Bei Abzinsungs- oder Aufzinsungspapieren bzw. -forderungen (zum Begriff vgl. § 20 EStG a. F. Rz. 236) ist Zuflusszeitpunkt für den gesamten Kapitalertrag der Zeitpunkt ihrer Endfälligkeit, bei Bundesschatzbriefen Typ B ggf. stattdessen der Zeitpunkt ihrer vorzeitigen Rückgabe an die Bundeswertpapierverwaltung.[6]

 

Rz. 64

Der Zeitpunkt der Fälligkeit gilt auch dann als Zuflusszeitpunkt für den Steuerabzug vom Kapitalertrag, wenn der Gläubiger der Kapitalerträge die Wertpapiere in Depotverwahrung gegeben hat und die Zinsen schon vor dem Fälligkeitstag durch das Kreditinstitut, bei dem er das Wertpapierdepot unterhält, seinem Konto gutgeschrieben werden.
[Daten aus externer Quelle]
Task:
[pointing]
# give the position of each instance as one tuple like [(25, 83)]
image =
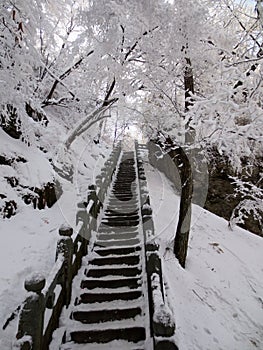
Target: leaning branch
[(65, 74), (133, 47), (88, 122)]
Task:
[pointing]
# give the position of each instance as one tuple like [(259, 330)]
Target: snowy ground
[(28, 239), (217, 299)]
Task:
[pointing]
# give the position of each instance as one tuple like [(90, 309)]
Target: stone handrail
[(40, 312)]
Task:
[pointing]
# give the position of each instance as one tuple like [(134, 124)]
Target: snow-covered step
[(106, 315), (114, 345), (108, 295), (115, 243), (132, 283), (121, 251), (112, 236), (111, 306), (113, 271), (116, 260), (107, 333)]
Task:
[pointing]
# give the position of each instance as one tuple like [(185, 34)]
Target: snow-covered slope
[(28, 239), (218, 298)]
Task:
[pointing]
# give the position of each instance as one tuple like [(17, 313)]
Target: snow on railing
[(40, 312)]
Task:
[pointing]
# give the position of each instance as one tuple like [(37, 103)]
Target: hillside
[(217, 300)]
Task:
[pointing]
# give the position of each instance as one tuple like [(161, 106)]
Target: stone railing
[(40, 312), (161, 317)]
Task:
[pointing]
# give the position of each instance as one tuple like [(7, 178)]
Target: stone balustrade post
[(31, 318), (65, 247)]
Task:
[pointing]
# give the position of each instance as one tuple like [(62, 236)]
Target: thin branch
[(65, 74), (133, 47)]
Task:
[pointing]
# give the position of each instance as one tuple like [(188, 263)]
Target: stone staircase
[(109, 307)]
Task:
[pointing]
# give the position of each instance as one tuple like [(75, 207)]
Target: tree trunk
[(188, 92), (183, 165)]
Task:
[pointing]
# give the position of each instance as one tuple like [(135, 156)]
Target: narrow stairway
[(110, 305)]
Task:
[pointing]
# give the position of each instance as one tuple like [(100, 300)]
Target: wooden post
[(31, 319), (65, 247)]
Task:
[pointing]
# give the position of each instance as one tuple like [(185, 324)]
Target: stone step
[(114, 213), (123, 271), (127, 260), (117, 236), (120, 242), (131, 283), (88, 298), (106, 251), (131, 334), (121, 217), (108, 315), (116, 223), (108, 230)]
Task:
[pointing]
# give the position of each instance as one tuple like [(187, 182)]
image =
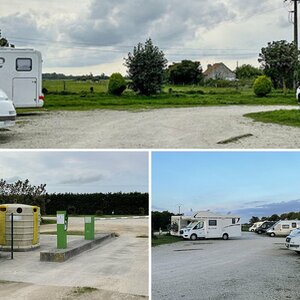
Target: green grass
[(282, 117), (165, 239), (78, 97)]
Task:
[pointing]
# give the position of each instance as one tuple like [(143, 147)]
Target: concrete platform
[(74, 248)]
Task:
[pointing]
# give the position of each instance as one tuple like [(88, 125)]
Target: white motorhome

Die vorzeitige Gutschrift ist darauf zurückzuführen, dass die Zinsscheine nach einer Usance im Kreditgewerbe üblicherweise am 15. Tag vor ihrer Fälligkeit von den Zinsscheinbögen der Teilschuldverschreibungen getrennt werden.

 

Rz. 65

Bei der Veräußerung von Wertpapieren ist Zuflusszeitpunkt des Kapitalertrags (und somit der maßgebende Zeitpunkt für den Abzug der KapESt wie auch für die Berücksichtigung noch vorhandenen Freistellungsvolumens und für die Berücksichtigung von Verlusten) der Zeitpunkt des zivilrechtlichen Vertragsschlusses (Abschlusstag).[7]